Nine months after Diamond Strip Club owner Freeman Fordyce was charged for assaulting a cop and behaving in a disorderly manner, the cases against him were dismissed because the key witness, a Police Inspector, had failed to attend court on five occasions.
Particulars of the two charges for which 41-year-old Fordyce, of Collingswood Avenue, Nandy Park, East Bank Demerara, had been on trial before Senior Magistrate Dylon Bess were that on November 9, 2018 at George Street, Georgetown, he had assaulted Police Inspector Prem Narine; and that on the same day and at the same location, he had behaved in a disorderly manner.
Before dismissing the charges, Magistrate Bess adverted that the dismissals resulted from insufficient evidence provided by the prosecutor; and given that, after five occasions, the virtual complainant, Inspector Narine, had failed to show up in court.

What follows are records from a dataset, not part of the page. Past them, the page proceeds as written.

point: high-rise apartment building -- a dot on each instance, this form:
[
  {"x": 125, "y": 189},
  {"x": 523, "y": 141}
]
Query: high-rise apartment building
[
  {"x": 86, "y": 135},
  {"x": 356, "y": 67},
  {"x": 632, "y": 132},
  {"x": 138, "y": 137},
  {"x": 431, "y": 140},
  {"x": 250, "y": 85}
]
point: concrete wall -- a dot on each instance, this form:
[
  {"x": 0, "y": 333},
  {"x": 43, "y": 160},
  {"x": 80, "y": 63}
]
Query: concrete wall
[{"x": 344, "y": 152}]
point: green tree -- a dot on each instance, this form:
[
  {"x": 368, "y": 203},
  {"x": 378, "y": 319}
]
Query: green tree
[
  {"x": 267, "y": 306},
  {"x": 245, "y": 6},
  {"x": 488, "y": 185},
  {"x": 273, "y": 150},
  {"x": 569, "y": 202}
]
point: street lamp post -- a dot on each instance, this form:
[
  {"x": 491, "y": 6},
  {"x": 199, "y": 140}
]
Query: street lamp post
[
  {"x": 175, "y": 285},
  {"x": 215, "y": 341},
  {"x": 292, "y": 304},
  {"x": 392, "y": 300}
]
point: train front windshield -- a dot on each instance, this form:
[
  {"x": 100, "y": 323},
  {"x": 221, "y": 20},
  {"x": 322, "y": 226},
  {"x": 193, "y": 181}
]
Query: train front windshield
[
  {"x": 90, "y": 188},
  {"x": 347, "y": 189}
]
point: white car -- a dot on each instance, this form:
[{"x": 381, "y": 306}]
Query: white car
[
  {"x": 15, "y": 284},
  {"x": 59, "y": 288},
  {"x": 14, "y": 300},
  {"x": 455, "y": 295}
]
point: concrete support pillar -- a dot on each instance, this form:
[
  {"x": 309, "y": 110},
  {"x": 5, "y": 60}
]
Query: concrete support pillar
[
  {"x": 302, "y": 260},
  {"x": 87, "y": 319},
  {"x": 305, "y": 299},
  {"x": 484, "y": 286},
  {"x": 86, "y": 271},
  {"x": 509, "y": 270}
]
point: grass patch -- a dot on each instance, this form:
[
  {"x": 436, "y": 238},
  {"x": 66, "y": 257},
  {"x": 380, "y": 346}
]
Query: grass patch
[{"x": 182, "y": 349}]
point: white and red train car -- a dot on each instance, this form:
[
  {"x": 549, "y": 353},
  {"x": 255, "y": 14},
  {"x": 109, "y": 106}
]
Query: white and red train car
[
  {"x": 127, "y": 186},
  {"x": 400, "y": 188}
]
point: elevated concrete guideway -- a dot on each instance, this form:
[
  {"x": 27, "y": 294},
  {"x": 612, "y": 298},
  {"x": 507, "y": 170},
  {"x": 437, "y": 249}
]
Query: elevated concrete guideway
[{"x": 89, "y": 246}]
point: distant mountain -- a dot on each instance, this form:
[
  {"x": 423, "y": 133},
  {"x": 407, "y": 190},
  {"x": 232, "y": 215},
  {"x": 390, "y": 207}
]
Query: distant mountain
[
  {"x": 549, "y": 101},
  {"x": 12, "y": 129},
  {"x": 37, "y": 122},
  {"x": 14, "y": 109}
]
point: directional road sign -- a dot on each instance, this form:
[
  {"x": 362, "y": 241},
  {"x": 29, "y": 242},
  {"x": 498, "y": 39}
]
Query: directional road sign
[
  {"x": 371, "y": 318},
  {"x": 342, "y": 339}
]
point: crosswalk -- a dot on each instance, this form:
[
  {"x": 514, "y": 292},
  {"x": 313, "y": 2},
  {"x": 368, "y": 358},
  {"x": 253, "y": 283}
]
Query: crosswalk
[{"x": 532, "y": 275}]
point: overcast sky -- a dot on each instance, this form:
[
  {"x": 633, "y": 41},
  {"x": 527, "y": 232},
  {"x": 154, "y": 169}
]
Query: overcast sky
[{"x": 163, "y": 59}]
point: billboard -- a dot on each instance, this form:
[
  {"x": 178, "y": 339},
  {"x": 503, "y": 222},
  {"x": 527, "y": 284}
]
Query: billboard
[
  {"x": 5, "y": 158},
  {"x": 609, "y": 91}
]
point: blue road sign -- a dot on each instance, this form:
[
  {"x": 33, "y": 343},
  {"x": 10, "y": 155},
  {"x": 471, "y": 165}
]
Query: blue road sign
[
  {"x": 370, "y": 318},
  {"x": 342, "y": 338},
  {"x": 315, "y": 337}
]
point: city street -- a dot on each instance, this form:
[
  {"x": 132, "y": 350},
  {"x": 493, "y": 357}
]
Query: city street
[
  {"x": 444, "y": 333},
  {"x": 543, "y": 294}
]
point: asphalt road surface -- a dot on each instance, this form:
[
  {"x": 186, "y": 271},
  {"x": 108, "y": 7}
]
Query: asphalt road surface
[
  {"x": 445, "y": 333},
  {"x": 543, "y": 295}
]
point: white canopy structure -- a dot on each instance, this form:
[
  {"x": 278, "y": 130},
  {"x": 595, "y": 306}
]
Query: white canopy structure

According to information received, the Inspector and other Policemen had gone to search the strip club after four Venezuelan women had complained that the businessman had seized their passports and had threatened to kill them and their families if they refused to work as sex workers.
This issue had come to light when two of the entertainers had escaped from the club. It was their statements that had prompted Police ranks to carry out the raid. During the search, however, Fordyce is alleged to have punched the Inspector to his neck. The officer had accordingly pulled out his gun to keep the attacker at bay. The entire incident had been recorded on surveillance camera.
Fordyce was, in February 2019, given a four-year suspended sentence for being in possession of an illegal firearm after he had been found guilty of that offence.
The Director of Public Prosecutions has since appealed that magisterial decision.
The businessman is currently before the courts on an allegation of trafficking two Venezuelans for sexual exploitation at his club. In relation to this matter, the Police had carried out a raid at his Diamond club, which had led to the arrest of 15 women, all said to be foreign nationals.
This was after a video had circulated on social media showing a woman jumping over a locked gate to get into the compound. The woman was assisted by four of her friends who were on the other side of the fence. They were holding up the security barbed wire so that the woman could gain entry to the premises.
Hours after the video hit social media, Police raided the premises and detained the 15 women, suspected to be victims of trafficking in persons (TIP).
The woman who was seen climbing the fence, Dailyn Garcia, 25, a Venezuelan, was later charged for overstaying her time in Guyana. She was fined $30,000 for the offence, in default of which a term of six months’ imprisonment becomes applicable. Upon paying the fine or serving time, Garcia would be escorted to the nearest port of exit and deported to her homeland.